The authors conclude that this prospective, observational study reveals an increased risk of coronary event recurrence with short-term use of hormone treatment, as did the HERS. Both studies also confirm that this risk decreases with continued use, with long-term use imparting significant reduction of coronary event risk. On the basis of these observations, hormone therapy is not indicated for secondary prevention of major coronary events but may benefit patients after several years of continued use.

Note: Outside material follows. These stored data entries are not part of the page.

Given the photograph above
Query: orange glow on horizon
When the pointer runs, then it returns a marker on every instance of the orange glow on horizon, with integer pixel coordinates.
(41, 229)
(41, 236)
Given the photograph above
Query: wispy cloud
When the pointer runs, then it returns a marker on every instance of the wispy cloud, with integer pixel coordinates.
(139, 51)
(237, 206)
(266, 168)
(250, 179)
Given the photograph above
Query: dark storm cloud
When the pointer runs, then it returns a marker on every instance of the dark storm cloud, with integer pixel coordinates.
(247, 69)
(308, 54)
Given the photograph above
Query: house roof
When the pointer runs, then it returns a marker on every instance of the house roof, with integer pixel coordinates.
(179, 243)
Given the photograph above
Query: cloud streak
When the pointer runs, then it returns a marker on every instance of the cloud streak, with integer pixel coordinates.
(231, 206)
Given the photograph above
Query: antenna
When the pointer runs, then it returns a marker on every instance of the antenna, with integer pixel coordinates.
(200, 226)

editor's note: Herrington and associates (Herrington DM, et al. Effects of estrogen replacement on the progression of coronary-artery atherosclerosis. N Engl J Med August 24, 2000;343:522–9) performed a randomized, controlled study to look at the effect of estrogen replacement on progression of atherosclerotic disease that was confirmed with angiography. The intervention group received 0.625 mg of conjugated estrogen plus 2.5 mg of medroxy-progesterone acetate daily. Patients were followed for a mean 3.2 years and had repeat angiography at the end of follow-up to determine atherosclerotic disease progression. Although the hormone therapy reduced low-density lipoprotein levels and increased high-density lipoprotein levels, there was no detectable difference in atherosclerotic disease progression as determined by coronary artery diameters or in the rate of clinical cardiovascular events. The authors concluded that hormone treatment did not affect coronary atherosclerosis progression in patients with documented disease. This study confirmed the results of the HERS and the data review from the Nurses' Health Study. A newer class of hormone-like compounds called selective estrogen receptor modulators seems to affect tissues differently and may be more useful in reducing postmenopausal cardiovascular risk. Studies are in progress.—r.s.